The EPA said its testing has shown no evidence contaminants reached beyond Hurricane Creek, based on groundwater data collected in residential areas along the creek.

Barnett has asked EnviroForensics to review the study to determine what steps, if any, the city should take, he said.

The city’s consultant, Casey McFall, a senior scientist with EnviroForensics, agreed with the EPA’s initial assessment that the study suggests contamination where there is none. For example, the model also suggests there could be contamination in Paris Estates, but previous tests showed no contamination there.

The study was not meant to pinpoint contamination, but rather to help guide the EPA to potential locations to test for contamination, said John Mundell, president and founder of Mundell and Associates.

“The purpose of the modeling was not to give an exact prediction of what is there — that can only be confirmed with testing. It was to determine if it was possible for contamination to go beyond the creek,” Mundell said.

Mundell encourages residents living in the area of the model plume to not be concerned until further testing is done to indicate whether there is contamination.

The study suggests groundwater samples ordered by the EPA have not gone deep enough — that contamination might have seeped into an aquifer at a level that has been tested, Mundell said.

Deeper groundwater testing is already underway at the site. The results of those tests will likely be made available in a new EPA report to be released later this summer, McFall said.

The commissioned study also points to information that is missing from the public view, such as a full investigation report and more information about recent clean-up efforts, Mundell said.

The lack of transparency has concerned Rhinehart and other local parents for years. All along, they have felt like testing lagged behind what is appropriate to determine the true spread, she said.

“It is an endless cycle of frustration. As a private citizen, it is not my job to make the EPA do their job. But that’s what we have to do,” Rhinehart said.

“We can’t put in monitoring wells. We sell t-shirts for money. We can’t sell $40,000 in t-shirts. That shouldn’t be the norm for us to have to do our own testing,” she said about the EPA’s suggestion that the commissioned study should have included actual testing.

Barnett understands why the group and others in the city are concerned. He, too, wants the city to be clean. That is why city officials still attend monthly meetings with stakeholders and continue to employ EnviroForensics to monitor the EPA’s work and do its own independent testing, he said.

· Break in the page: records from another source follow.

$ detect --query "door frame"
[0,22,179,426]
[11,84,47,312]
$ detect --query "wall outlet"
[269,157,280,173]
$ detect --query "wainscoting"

The city is willing to do more tests if EnviroForensics recommends it, and he supports more testing by the EPA if the agency deems it necessary. He is confident both will take appropriate actions, he said.

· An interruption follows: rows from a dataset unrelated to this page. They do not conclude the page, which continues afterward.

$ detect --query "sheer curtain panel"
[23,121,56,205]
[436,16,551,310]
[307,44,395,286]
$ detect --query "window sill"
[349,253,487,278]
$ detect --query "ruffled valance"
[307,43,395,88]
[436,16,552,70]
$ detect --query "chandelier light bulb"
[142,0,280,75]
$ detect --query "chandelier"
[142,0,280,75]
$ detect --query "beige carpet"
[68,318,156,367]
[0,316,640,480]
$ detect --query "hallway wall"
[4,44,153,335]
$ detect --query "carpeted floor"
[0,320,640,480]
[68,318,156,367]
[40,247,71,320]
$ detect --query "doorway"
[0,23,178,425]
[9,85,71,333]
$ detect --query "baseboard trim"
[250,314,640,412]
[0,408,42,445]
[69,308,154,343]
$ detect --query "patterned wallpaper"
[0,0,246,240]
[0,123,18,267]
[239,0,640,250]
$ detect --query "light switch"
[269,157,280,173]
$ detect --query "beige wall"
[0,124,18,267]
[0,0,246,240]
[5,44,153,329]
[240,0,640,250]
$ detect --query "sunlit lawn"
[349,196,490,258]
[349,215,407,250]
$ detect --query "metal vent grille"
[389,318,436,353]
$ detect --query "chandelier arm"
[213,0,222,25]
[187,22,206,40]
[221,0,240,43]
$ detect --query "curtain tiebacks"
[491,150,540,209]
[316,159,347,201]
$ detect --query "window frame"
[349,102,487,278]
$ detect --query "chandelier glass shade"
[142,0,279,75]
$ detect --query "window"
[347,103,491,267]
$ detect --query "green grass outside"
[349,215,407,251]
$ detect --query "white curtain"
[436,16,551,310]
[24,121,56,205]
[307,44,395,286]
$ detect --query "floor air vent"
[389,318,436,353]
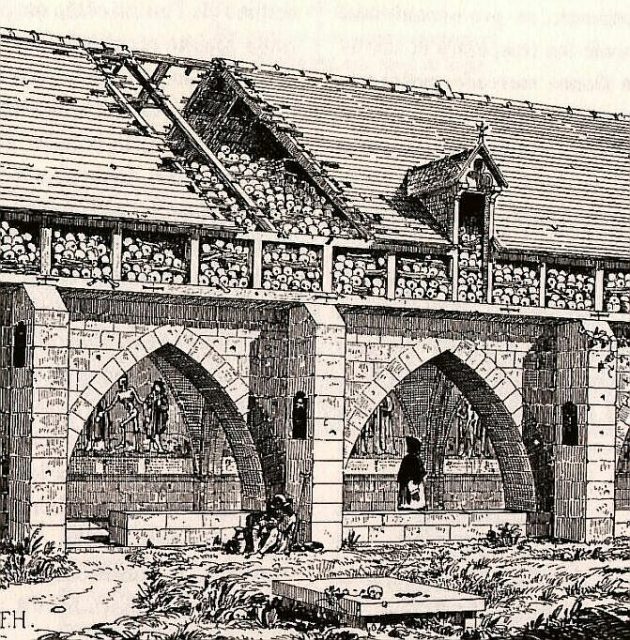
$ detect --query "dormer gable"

“I think it is good that we have people who are concerned. They want the EPA to look into it. If the EPA feels like they need to look into this I am in full support of that. But it is ultimately going to be up to the EPA on what actions, if any, they will take,” Barnett said.

He was caught off guard by the study and hopes to work together with all stakeholders as the ongoing cleanup continues.

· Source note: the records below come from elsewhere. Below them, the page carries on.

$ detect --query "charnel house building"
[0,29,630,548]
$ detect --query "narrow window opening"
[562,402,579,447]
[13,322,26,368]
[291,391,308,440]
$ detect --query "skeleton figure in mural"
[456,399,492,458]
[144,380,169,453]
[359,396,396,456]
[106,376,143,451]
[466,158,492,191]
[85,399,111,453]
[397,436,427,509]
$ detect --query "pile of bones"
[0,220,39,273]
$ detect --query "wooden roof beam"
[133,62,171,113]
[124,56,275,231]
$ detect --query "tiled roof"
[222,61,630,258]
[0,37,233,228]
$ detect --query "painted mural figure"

“I think this causes a lot of confusion. I wish they would have talked to the EPA about this before putting out this report. The EPA and the City of Franklin got the report the same day it went public. It would have been more becoming for them to work with the city and the EPA to get things accomplished,” Barnett said.

The EPA says the site is 65% remediated.

“As is our mission, EPA will take any steps it determines are necessary to understand the extent of the contaminated groundwater plume and will ensure that remedial action is taken to protect public health and the environment,” an EPA statement says. “EPA has worked with the Amphenol Corp. to complete interim cleanup activities including installing mitigation measures in homes, completing a sewer and soil remedy, and operating an on-site groundwater pump-and-treat system.”

A sanitary sewer project to replace contaminated lines on Forsythe Street was completed in 2020, and a storm water project on Forsythe Street is underway right now. Amphenol is paying for both projects.

Details about final remediation plans are expected this summer, along with the report about recent activities at the site.